Upload report.json to Claude → "Analyze my Android startup. Rank bottlenecks and give Kotlin fixes."

Option B: Agentic Loop (fully automated)

Let Claude decide what queries to run:

import anthropic, re
from perfetto.trace_processor import TraceProcessor

tp = TraceProcessor(trace="slowstart.perfetto-trace")
client = anthropic.Anthropic()

SYSTEM = """You're an Android perf expert with SQL access to a Perfetto trace.
Write queries inside <sql>...</sql> tags. You'll get results back.
When done, give a final ranked analysis with fixes."""

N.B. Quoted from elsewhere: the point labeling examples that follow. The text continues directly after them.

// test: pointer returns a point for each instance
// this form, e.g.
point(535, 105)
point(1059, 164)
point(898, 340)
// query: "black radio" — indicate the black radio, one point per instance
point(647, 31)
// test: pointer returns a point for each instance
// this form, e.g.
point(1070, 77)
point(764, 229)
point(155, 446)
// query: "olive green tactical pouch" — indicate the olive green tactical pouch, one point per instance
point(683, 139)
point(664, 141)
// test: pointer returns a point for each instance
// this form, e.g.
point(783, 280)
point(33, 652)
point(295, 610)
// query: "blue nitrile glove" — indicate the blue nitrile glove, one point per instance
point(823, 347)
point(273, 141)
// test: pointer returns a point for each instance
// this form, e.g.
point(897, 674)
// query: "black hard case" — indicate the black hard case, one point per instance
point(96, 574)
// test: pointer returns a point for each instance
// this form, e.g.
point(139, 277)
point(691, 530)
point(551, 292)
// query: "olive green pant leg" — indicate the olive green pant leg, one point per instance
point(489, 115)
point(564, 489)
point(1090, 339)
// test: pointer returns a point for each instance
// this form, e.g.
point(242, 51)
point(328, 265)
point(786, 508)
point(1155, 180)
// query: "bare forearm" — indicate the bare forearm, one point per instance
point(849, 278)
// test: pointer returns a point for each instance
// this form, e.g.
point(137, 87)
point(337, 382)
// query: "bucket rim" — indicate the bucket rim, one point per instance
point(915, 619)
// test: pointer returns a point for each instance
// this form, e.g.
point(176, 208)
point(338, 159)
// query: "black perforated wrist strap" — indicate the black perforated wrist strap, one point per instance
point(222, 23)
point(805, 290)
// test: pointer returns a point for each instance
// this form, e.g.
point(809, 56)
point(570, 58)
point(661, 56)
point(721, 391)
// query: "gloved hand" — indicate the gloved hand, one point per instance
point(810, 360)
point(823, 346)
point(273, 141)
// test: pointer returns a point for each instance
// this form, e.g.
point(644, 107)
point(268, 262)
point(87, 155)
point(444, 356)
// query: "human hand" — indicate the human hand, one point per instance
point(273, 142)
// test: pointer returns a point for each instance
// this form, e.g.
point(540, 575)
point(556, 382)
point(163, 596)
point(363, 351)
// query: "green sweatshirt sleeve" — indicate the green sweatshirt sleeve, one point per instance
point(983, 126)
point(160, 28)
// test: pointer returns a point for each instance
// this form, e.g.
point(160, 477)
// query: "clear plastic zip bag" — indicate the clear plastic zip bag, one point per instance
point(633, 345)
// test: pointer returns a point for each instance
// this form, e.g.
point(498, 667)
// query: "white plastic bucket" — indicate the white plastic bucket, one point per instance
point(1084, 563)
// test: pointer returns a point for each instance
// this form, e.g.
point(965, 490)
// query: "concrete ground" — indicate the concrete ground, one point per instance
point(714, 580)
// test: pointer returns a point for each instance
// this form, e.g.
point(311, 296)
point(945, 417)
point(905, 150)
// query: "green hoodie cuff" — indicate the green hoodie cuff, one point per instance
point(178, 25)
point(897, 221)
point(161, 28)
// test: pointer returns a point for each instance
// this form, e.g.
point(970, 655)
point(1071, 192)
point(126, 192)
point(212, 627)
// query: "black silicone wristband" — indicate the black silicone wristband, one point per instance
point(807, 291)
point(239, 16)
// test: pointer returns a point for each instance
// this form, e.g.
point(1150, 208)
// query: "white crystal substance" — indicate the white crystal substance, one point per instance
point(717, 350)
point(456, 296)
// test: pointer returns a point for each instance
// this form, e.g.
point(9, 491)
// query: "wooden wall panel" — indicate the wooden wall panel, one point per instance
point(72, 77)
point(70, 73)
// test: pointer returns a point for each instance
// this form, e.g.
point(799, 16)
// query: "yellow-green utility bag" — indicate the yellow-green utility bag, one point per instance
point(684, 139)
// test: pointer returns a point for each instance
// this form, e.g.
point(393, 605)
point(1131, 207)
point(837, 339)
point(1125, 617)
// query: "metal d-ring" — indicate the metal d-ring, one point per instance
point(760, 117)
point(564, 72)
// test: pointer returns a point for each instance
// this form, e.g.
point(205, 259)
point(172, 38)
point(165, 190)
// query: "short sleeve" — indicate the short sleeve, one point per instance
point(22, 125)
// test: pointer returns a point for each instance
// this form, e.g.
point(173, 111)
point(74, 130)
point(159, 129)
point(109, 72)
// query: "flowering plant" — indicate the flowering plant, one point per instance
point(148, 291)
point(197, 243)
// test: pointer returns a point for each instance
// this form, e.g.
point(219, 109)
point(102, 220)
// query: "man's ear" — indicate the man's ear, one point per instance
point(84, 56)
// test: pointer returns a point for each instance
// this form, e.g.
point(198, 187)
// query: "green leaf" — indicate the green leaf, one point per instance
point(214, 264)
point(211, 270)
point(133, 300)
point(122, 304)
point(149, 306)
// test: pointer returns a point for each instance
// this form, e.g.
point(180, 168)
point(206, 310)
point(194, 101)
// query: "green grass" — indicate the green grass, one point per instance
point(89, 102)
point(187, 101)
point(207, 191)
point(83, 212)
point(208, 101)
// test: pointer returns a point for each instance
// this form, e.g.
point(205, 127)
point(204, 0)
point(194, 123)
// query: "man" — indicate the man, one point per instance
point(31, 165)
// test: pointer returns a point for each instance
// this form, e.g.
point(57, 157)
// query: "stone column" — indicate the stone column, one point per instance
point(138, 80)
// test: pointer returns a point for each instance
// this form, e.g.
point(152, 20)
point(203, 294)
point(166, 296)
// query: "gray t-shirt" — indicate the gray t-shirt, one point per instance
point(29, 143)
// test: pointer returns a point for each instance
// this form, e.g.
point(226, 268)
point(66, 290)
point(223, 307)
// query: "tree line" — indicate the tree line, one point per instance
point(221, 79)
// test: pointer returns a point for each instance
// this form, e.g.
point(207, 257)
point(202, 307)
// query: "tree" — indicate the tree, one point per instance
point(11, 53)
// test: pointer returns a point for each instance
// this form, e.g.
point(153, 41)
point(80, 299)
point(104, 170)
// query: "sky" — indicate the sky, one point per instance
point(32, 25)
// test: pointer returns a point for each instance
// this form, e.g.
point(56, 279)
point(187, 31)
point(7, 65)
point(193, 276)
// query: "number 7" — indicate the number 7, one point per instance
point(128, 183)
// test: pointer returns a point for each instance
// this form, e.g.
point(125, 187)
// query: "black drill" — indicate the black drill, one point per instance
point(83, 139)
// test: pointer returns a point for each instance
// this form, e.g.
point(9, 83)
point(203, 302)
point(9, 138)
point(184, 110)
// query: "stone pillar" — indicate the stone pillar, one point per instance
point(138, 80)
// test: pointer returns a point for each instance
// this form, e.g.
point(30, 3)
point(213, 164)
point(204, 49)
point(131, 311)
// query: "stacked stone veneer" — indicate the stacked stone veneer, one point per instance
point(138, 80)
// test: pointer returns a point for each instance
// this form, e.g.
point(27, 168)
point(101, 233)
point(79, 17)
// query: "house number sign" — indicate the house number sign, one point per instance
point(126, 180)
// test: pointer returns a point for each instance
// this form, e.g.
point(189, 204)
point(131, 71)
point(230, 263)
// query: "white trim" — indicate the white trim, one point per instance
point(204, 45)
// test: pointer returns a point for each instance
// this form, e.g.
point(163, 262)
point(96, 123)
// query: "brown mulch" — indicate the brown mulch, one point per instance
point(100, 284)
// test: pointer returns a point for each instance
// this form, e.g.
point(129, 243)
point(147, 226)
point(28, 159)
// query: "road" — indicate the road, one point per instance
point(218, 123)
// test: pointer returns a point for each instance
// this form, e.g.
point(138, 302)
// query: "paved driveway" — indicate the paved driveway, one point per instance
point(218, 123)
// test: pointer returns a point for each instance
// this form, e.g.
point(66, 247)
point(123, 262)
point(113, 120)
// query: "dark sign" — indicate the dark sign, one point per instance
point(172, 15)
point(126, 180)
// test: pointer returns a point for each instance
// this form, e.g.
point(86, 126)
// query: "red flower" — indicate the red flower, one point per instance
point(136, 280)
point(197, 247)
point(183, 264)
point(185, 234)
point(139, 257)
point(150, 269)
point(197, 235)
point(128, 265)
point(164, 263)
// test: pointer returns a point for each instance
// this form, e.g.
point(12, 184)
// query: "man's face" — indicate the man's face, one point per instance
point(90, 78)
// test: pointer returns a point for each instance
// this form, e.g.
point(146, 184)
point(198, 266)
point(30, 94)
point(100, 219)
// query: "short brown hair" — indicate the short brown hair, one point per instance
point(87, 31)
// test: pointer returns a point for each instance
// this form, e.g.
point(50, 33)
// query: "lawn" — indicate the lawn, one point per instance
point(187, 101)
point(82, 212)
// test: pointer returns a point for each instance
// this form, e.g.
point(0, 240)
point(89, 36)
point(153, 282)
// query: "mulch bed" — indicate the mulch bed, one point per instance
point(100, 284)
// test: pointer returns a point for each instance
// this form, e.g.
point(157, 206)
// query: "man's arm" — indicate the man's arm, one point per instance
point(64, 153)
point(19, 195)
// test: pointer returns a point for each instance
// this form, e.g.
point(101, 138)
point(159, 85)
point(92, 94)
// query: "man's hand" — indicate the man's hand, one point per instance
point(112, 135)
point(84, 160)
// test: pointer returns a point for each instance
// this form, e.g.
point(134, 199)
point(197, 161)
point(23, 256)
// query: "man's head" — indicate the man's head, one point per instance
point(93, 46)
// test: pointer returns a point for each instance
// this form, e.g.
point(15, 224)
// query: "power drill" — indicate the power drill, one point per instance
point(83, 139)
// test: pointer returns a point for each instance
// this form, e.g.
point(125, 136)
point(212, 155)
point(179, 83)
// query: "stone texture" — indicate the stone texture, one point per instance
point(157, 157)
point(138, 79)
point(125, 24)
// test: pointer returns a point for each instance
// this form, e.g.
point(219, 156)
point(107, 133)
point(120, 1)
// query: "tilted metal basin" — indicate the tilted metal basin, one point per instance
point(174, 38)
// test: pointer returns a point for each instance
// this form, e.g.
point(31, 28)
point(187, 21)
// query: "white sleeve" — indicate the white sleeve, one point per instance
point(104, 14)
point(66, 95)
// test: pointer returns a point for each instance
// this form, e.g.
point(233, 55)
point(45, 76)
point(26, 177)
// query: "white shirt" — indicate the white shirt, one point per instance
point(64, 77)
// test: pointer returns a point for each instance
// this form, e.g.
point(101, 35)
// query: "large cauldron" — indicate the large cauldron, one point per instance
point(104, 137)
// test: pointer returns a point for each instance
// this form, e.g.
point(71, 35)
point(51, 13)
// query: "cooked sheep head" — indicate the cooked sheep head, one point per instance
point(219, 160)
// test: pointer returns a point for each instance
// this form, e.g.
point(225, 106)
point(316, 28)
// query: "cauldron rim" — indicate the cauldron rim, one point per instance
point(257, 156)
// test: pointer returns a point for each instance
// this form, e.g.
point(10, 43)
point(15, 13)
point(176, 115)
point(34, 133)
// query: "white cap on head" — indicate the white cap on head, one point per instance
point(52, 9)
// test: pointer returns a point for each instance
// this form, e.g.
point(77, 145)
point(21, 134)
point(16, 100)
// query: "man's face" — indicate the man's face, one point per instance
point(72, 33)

messages = [{"role": "user", "content":
    "Analyze cold startup. Find bottlenecks, give fixes."}]

for i in range(10):
    resp = client.messages.create(
        model="claude-sonnet-4-20250514",
        max_tokens=4096, system=SYSTEM, messages=messages)
    text = resp.content[0].text
    queries = re.findall(r'<sql>(.*?)</sql>', text, re.DOTALL)

    if not queries:
        print("FINAL REPORT:", text)
        break

    results = []
    for sql in queries:
        df = tp.query(sql.strip()).as_pandas_dataframe()
        results.append(f"Query: {sql}\nResult:\n{df.head(50).to_string()}")

    messages.append({"role": "assistant", "content": text})
    messages.append({"role": "user", "content": "\n\n".join(results)})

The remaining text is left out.